Razor clamming is now open from Cape Lookout (just south of Netarts Bay) south to the California border. Recent shellfish samples taken from this area indicate levels of the marine biotoxin domoic acid have fallen below the alert level.
Razor clamming remains closed from Cape Lookout north to the Columbia River (including inside the Columbia River). This area of the north coast includes the popular Clatsop beaches which remain closed with razor clam samples well above the alert level. Click here for a map of the open and closed areas.
"With a sample below the closure threshold two weeks ago, we were hopeful Clatsop beaches would reopen this weekend, but that's not the case," said Matt Hunter, ODFW Shellfish Project Leader. "However, Newport area beaches are now open so folks have more areas on the coast to razor clam."
The closure threshold for domoic acid in razor clams is 20 ppm (parts per million). Clatsop beach samples were 33 ppm.
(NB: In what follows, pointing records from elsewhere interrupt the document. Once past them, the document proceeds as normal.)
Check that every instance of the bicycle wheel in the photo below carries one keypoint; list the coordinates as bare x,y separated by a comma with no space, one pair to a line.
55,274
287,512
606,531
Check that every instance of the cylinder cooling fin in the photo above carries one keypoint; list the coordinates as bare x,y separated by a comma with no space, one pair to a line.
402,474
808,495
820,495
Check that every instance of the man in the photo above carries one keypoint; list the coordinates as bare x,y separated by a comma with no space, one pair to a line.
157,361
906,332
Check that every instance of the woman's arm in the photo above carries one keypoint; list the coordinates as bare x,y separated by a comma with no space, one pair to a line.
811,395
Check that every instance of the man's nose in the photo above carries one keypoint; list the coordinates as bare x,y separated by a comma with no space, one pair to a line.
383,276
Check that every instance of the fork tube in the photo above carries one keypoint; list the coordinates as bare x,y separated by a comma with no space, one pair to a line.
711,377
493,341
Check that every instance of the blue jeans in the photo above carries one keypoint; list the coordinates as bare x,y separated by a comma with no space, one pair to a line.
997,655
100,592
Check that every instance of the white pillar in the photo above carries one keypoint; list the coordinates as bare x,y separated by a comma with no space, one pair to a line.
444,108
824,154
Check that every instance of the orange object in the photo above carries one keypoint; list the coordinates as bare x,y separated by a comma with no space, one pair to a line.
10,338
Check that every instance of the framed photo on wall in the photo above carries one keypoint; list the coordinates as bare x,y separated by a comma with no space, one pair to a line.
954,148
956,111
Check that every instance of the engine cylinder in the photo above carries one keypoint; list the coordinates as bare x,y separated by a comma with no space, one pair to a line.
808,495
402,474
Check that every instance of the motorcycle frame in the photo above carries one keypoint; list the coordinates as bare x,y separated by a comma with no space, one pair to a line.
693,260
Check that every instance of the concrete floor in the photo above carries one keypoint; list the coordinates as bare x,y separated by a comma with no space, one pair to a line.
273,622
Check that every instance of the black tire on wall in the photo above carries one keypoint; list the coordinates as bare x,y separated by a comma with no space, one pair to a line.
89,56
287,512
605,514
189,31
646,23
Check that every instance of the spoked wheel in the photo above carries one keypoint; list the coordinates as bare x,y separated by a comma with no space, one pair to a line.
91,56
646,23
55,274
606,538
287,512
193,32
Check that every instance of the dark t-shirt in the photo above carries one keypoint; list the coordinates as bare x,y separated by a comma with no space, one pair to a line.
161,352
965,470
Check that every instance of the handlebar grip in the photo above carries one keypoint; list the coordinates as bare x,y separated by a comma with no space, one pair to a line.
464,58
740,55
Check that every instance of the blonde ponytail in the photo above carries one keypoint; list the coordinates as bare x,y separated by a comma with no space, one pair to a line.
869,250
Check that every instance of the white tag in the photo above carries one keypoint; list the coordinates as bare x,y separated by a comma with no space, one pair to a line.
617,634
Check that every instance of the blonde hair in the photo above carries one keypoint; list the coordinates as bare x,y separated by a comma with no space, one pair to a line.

Other razor clam harvest areas include beaches in Gold Beach, Bandon, and Winchester Bay among others.
Mussel, bay clam and crab harvesting remain open along the entire Oregon coast. Coastal scallops are not affected by biotoxin closures when only the adductor muscle is eaten. ODA does not recommend eating whole scallops. Commercial shellfish products remain safe for consumers.
Paralytic shellfish toxin and domoic acid toxin are produced by algae and originate in the ocean. ODA will continue to test for shellfish toxins twice per month, as tides and weather permit. Reopening an area closed for biotoxins requires two consecutive tests with results below the closure limit.